The collaboration addresses critical challenges in cell therapy manufacturing, including high production costs and lengthy timelines that currently limit patient access to these potentially life-saving treatments.
Dual Manufacturing Workflow Approach
The pilot program will evaluate two distinct manufacturing workflows with significant implications for the future of cell therapies.
The first workflow targets activated T cells, combining both non-viral and viral gene editing techniques to rapidly produce personalized autologous T cell products. This approach directly addresses the growing demand for customized immunotherapies tailored to individual patient needs.
"By combining CellFE's breakthrough microfluidic gene editing with Made Scientific's world-class CDMO services, we are positioned to establish a new benchmark in engineered T cell therapy manufacturing," said Alla Zamarayeva, Ph.D., CEO and Co-founder at CellFE.

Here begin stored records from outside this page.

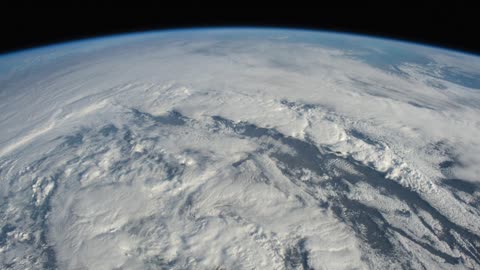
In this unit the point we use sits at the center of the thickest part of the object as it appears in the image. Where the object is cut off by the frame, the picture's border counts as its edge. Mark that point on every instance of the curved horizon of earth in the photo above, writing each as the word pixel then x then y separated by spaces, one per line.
pixel 239 148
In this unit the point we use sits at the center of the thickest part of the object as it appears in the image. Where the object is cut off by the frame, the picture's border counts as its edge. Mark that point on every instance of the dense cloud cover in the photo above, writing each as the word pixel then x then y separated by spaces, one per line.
pixel 239 149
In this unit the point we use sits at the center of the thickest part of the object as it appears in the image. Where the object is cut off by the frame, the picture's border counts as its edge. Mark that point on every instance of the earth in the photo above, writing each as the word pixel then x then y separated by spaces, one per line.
pixel 239 148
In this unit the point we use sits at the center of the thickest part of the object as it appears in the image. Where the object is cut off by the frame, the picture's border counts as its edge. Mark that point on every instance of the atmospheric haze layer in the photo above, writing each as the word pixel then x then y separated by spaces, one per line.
pixel 239 149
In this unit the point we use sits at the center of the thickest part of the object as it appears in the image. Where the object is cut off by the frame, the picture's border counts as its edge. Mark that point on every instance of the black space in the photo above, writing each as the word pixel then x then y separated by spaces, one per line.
pixel 453 27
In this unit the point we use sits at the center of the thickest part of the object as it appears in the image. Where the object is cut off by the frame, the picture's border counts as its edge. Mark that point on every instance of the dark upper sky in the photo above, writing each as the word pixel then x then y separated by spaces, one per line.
pixel 452 27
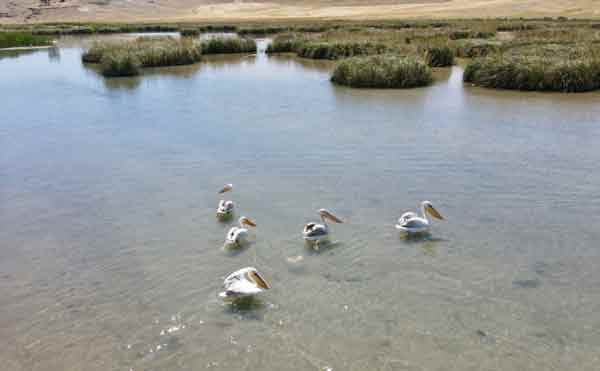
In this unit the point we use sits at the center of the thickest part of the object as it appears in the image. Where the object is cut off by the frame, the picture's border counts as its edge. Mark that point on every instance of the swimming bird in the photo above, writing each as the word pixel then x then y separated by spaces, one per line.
pixel 243 283
pixel 225 208
pixel 410 222
pixel 316 233
pixel 238 236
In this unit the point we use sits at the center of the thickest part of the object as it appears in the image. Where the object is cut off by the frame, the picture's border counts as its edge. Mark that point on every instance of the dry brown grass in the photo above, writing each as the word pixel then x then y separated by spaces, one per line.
pixel 262 10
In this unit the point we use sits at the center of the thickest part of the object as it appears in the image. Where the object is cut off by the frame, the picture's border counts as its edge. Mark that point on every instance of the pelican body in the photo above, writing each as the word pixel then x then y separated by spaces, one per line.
pixel 412 223
pixel 225 208
pixel 243 283
pixel 238 236
pixel 316 233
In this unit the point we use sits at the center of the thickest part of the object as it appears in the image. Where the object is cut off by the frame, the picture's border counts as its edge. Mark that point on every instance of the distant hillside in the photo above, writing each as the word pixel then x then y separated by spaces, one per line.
pixel 240 10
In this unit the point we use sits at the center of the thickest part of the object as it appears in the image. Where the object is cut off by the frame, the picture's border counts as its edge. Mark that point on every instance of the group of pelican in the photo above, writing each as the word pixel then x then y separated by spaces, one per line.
pixel 248 282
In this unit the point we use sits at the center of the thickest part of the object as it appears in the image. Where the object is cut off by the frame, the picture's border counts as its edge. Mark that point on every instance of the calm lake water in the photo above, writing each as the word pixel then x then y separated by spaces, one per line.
pixel 110 254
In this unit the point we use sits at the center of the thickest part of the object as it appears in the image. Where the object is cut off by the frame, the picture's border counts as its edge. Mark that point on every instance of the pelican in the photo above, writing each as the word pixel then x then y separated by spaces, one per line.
pixel 410 222
pixel 225 209
pixel 243 283
pixel 237 236
pixel 316 233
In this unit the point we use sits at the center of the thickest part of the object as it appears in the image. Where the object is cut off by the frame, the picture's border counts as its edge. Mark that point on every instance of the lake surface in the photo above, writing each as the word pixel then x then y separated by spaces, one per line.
pixel 111 258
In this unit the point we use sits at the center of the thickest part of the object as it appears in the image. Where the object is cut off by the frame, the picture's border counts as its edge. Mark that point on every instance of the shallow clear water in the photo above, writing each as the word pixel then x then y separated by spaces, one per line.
pixel 110 254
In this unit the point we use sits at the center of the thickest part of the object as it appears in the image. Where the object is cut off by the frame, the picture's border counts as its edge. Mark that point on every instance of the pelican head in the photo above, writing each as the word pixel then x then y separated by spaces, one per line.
pixel 325 214
pixel 255 277
pixel 428 207
pixel 245 221
pixel 244 283
pixel 226 188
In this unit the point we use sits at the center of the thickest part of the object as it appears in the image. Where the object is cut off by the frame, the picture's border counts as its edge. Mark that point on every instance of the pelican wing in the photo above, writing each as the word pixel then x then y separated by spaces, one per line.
pixel 315 230
pixel 242 287
pixel 413 223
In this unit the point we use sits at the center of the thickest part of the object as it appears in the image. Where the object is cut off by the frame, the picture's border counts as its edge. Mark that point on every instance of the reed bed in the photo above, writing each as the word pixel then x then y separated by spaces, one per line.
pixel 228 45
pixel 439 56
pixel 339 50
pixel 261 31
pixel 189 32
pixel 120 64
pixel 473 48
pixel 382 71
pixel 22 39
pixel 552 67
pixel 286 43
pixel 145 51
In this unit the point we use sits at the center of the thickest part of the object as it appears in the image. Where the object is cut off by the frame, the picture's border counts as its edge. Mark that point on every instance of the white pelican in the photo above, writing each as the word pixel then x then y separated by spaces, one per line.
pixel 243 283
pixel 225 209
pixel 410 222
pixel 316 233
pixel 237 236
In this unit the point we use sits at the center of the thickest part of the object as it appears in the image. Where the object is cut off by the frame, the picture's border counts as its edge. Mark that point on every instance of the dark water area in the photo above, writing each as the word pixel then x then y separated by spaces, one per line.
pixel 111 258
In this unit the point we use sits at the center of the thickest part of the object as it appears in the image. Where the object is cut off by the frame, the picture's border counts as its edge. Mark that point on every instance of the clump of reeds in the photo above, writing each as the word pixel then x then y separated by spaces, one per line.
pixel 120 64
pixel 516 26
pixel 549 68
pixel 227 45
pixel 382 71
pixel 19 39
pixel 439 56
pixel 148 51
pixel 267 30
pixel 338 50
pixel 189 32
pixel 468 34
pixel 472 48
pixel 286 43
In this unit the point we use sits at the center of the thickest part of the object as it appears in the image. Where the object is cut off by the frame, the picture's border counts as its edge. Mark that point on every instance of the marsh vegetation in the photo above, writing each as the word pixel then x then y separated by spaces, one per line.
pixel 545 55
pixel 126 58
pixel 534 54
pixel 382 71
pixel 22 39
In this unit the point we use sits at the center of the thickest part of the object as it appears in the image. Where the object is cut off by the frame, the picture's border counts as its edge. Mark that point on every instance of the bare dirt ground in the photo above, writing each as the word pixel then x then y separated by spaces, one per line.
pixel 18 11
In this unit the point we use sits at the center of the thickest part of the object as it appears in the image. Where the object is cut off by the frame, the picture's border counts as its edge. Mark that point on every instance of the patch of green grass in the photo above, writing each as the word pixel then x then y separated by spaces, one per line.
pixel 120 64
pixel 189 32
pixel 339 50
pixel 22 39
pixel 265 30
pixel 382 71
pixel 228 45
pixel 516 26
pixel 149 51
pixel 469 34
pixel 555 67
pixel 439 56
pixel 472 48
pixel 286 43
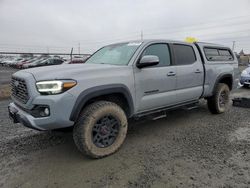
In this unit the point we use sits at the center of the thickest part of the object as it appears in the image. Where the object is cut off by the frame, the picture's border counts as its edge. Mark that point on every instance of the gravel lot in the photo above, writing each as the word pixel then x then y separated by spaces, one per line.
pixel 186 149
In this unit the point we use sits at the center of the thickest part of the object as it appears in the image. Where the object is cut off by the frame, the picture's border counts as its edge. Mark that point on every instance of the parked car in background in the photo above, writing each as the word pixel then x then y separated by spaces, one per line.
pixel 20 64
pixel 77 60
pixel 53 61
pixel 44 62
pixel 35 63
pixel 245 77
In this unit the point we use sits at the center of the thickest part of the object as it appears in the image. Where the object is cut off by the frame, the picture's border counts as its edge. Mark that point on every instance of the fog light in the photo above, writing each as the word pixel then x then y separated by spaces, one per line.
pixel 40 111
pixel 46 111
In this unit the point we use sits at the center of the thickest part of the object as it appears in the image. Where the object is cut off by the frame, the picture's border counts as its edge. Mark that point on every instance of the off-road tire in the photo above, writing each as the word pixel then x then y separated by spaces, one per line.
pixel 82 132
pixel 213 102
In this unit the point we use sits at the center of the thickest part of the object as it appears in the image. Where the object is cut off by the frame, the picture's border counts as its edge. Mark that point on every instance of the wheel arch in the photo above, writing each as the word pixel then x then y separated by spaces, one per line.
pixel 105 92
pixel 226 79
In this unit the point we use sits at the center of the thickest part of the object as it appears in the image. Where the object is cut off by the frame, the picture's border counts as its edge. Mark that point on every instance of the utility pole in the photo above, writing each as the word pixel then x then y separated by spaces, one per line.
pixel 141 34
pixel 233 46
pixel 79 48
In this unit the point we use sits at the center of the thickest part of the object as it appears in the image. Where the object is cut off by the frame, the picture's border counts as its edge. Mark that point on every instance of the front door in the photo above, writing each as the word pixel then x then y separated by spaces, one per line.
pixel 155 86
pixel 189 73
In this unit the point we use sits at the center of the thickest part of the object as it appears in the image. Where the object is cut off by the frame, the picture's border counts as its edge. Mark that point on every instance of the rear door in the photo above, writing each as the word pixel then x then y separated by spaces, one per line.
pixel 155 86
pixel 189 71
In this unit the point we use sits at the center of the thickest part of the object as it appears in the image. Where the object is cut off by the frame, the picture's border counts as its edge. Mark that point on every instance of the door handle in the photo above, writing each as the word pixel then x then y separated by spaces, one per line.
pixel 197 71
pixel 171 73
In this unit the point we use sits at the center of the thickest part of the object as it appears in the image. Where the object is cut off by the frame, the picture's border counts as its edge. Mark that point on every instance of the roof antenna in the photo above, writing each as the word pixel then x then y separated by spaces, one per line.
pixel 141 35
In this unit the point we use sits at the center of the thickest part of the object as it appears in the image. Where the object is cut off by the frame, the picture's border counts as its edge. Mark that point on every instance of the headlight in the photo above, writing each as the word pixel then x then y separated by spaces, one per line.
pixel 54 86
pixel 244 73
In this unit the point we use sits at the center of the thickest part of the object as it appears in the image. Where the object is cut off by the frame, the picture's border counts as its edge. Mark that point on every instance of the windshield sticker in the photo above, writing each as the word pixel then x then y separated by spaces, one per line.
pixel 134 44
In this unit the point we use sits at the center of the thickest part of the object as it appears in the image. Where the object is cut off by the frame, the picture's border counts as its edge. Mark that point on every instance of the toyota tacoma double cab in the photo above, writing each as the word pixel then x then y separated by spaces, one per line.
pixel 118 82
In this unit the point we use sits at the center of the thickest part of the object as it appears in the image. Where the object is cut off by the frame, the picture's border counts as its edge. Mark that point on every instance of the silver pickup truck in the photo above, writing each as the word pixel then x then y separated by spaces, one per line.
pixel 121 81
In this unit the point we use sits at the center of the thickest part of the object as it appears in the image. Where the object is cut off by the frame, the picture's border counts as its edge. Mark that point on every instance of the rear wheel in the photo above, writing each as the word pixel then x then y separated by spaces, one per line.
pixel 219 102
pixel 101 129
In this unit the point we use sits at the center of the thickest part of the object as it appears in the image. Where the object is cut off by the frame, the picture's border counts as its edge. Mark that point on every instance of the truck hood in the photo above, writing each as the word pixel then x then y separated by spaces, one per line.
pixel 70 71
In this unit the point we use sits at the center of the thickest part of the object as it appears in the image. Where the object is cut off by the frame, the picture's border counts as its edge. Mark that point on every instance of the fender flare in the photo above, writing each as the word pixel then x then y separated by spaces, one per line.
pixel 220 77
pixel 96 91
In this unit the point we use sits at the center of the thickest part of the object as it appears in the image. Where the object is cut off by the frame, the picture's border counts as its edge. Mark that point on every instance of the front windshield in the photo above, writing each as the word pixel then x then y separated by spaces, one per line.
pixel 115 54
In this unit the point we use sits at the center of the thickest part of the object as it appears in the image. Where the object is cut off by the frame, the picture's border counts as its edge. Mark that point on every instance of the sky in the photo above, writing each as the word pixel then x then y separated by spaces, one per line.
pixel 59 25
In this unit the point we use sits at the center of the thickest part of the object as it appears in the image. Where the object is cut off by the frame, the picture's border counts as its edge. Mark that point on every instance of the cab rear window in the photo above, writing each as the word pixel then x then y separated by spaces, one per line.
pixel 218 54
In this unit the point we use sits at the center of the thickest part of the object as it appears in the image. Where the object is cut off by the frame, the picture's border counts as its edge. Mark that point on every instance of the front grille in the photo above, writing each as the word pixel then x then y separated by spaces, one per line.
pixel 19 90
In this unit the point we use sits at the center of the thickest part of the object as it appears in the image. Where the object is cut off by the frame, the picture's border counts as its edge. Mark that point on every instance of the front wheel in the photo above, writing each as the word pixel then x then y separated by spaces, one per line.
pixel 219 102
pixel 101 129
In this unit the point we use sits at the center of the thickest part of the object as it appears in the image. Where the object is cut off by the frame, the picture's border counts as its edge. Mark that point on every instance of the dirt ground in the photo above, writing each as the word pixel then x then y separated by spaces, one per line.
pixel 186 149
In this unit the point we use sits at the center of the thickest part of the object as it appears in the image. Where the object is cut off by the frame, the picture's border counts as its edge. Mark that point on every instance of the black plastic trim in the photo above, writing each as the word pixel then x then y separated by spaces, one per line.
pixel 220 77
pixel 93 92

The second workflow represents a more novel approach, focusing on quiescent or resting T cells. This initiative aims to demonstrate the first proof of concept for a viable allogeneic resting T cell therapeutic approach—potentially unlocking new "off-the-shelf" cell therapy solutions that could dramatically expand access and reduce time-to-treatment for patients.
Technology and Expertise Synergy
Under the agreement, CellFE has selected Made Scientific to conduct pilot-scale studies using the High Volume Cyva™ System. The collaboration leverages Made Scientific's advanced manufacturing capabilities and extensive expertise in cell therapy process development.
The partnership aims to demonstrate that CellFE's microfluidics platform can maintain superior cell health, maximize yields, and enable complex genome editing without viral vectors—addressing key industry challenges related to scalability, cost, and production timelines.
Syed T. Husain, Chairman & CEO at Made Scientific, highlighted the significance of the partnership: "By integrating our specialized T cell manufacturing platform expertise with CellFE's microfluidics technology, we are poised to significantly optimize quality and accelerate timelines while meeting the unique requirements of these groundbreaking therapies."
Implications for Cell Therapy Development
The non-viral gene editing approach being developed through this collaboration could potentially transform how cell therapies are manufactured. Traditional viral vector-based methods face limitations in terms of manufacturing complexity, cost, and safety considerations.
CellFE's microfluidics-based gene delivery technology aims to streamline manufacturing processes for T-cell, hematopoietic stem cell (HSC), and induced pluripotent stem cell (iPSC) therapies—all critical platforms in the rapidly evolving cell therapy landscape.
Made Scientific brings crucial expertise as a CDMO that has specialized in developing, manufacturing, and releasing both autologous and allogeneic cell therapy products since 2019. Operating from two U.S.-based manufacturing facilities, the company combines specialized CDMO capabilities with the global resources of its parent organization, GC Corporation of South Korea.
Future Developments
The results of this pilot program will be compiled into a comprehensive white paper scheduled for presentation to the cell and gene therapy community by October 2025. This document is expected to provide valuable insights into the scalability and robustness of non-viral gene editing approaches for T cell therapies.
If successful, this collaboration could help establish new manufacturing standards that address current bottlenecks in cell therapy production, potentially accelerating the delivery of these advanced treatments to patients worldwide.